It said on Thursday, March 24, the proposed disposal was completed on Wednesday and the final disposal consideration of US$66.99 million was received in full.
To recap, Transmile’s disposal of the aircraft would enable it to reduce its debts by 39% to about RM320.1 million.
It had on Jan 10 signed a sale and purchase agreement with FedEx to sell four MD-11F aircraft for US$17 million (RM52.2 million) each to be satisfied entirely in cash. With the completion of the proposed disposal and usage of the proceeds of US$68 million (RM208.8 million), the net amount of outstanding debt obligations to be restructured was expected to be reduced by up to 39% to RM320.1 million.
Recently, it proposed a scheme of arrangement to ring fence its unit Transmile Air Services Sdn Bhd (TAS) and preserve it as a going concern.
Sounds like a good news and if the stock was still quoted, I'm quite sure it will cause the stock price to gap up. Many technicians will call that a bullish sign and ride on the trend!!!I am sure million of shares could have changed hands but not many would have analyzed the company and will be shocked to find out the value of the company is ZERO.
If one subscribes to efficient market theory, rising price means the market knows the company will survive this quake while declining means the company done something wrong -- perish. Rising price can persist for weeks, months or vice versa. This means nothing to me, it's merely a reflection of fickle minded of Mr. Market that know nothing and indecisive.
Will Transmile survive? How much should we pay for Transmile, if it ever be quoted again?
To answer those questions, the first question that I have is how many planes do they still own after disposing their aircrafts. What is the revenue that they can generate based on that capacity, since they have no money to buy more planes?
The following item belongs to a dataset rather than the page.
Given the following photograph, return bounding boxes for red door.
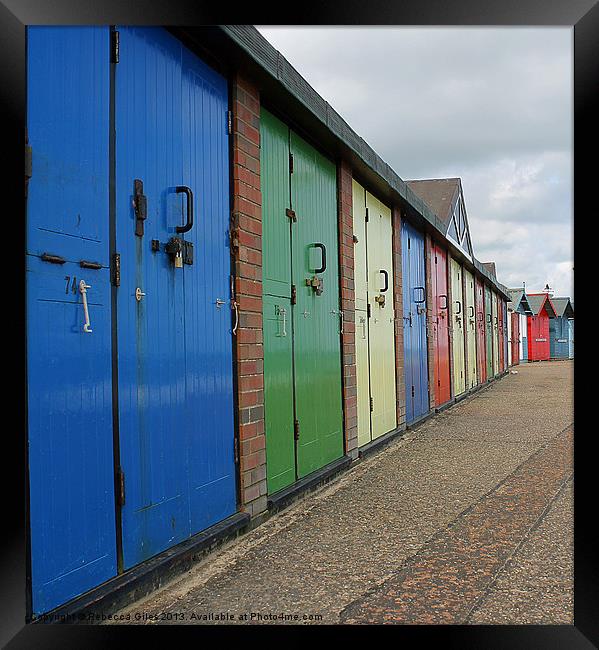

After going through the Balance Sheet, you can see that they separate fixed assets into Aircraft, property, plant and equipment(APPE) and assets held for sale. So, we know that Aircraft, property, plant and equipment is really the productive asset that can generate revenue.
In 2009, they have 132 mln APPE that generated
151 mln revenue
13 mln losses in gross profit
249 mln operating LOSSES!
In 2010, they have 95 mln APPE that generated
207 mln revenue
13 mln Gross Profit
143 mln operating LOSSES#####!!!!!!
Well, you may argue that it's not fair to just look at the final operating losses since they have a lot of one time charges and impairment. Wrong!!!
Actually, I don't need to waste time further as I cannot see how 2% Gross Profit is going keep this company going.
However, since I am not going talk about this stock forever, let me finish my analysis. The management is pretty honest actually by supplying this information. Based on Q4 '10 data, the company is generating 400 k + EBITDA or 2 mln annualized EBITDA.
If I add back the depreciation to EBITDA, it should give some idea of how much cash Transmile can generate. Unfortunately I cannot find the information.
They paid 25 mln interest in 2009. Assuming now that they have their debt cut by 1/3, they need to serve 17 mln interest per year. I doubt they can service their interest.
All the charts that I show you are from Q4 '10 earning report released on Feb 22 and I was wondering why people still pay 0.20 per share for dead Transmile(see chart). My foot efficient market theory #@####@!
It is too bad that KLSE does not allow people to short stocks or else this is the perfect stock to short the moment it gaps up.